Brave Search launched on Tuesday for prospective users as a private alternative to engines like Bing and Google, and as a competitor to privacy engines like DuckDuckGo.

Brave Private Search

Announced in March, Brave acquired Tailcat and set out to make its own branded search engine. The team says over 100,000 people signed up for the preview and early testing. It’s available in beta on all Brave browsers via desktop, iOS, and Android, and at Search.brave.com.

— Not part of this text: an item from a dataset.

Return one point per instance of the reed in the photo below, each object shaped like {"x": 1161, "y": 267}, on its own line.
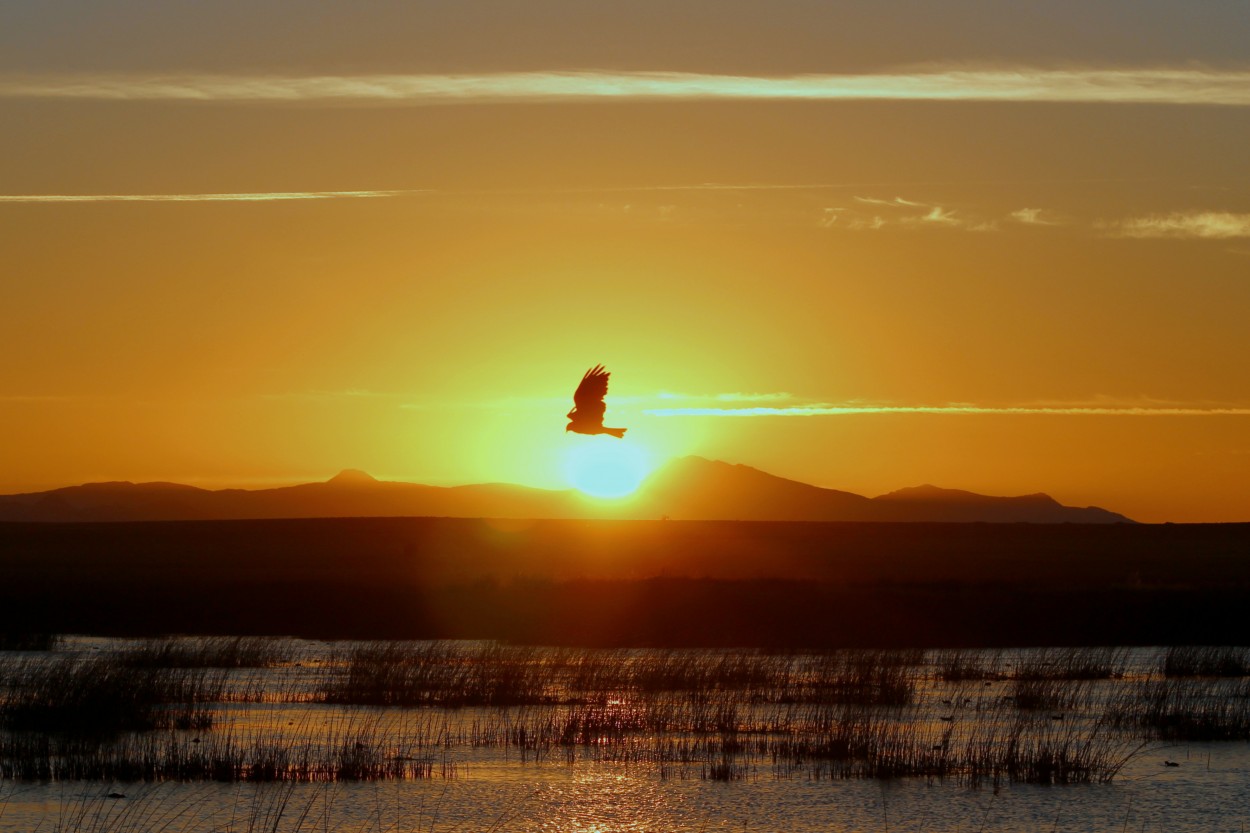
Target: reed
{"x": 1199, "y": 661}
{"x": 103, "y": 696}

Brave says its search engine is based on seven principles:

  1. Privacy: no tracking or profiling of users.
  2. User-first: the user comes first, not the advertising and data industries.
  3. Independence: Brave has its own search index for answering common queries privately without reliance on other providers.
  4. Choice: soon, options for ad-free paid search and ad-supported search.
  5. Transparency: no secret methods or algorithms to bias results, and soon, community-curated open ranking models to ensure diversity and prevent algorithmic biases and outright censorship.
  6. Seamlessness: best-in-class integration between the browser and search without compromising privacy, from personalization to instant results as the user types.
  7. Openness: Brave Search will soon be available to power other search engines.

Additionally, Brave says:

Brave Search is also introducing the industry’s first search independence metric, displaying the ratio of results coming exclusively from Brave’s index. It is derived privately using the user’s browser as we do not build user profiles.

Brave Search is not displaying ads during this early part of the beta phase, but will offer options for both ad-free paid search and ad-supported free search later.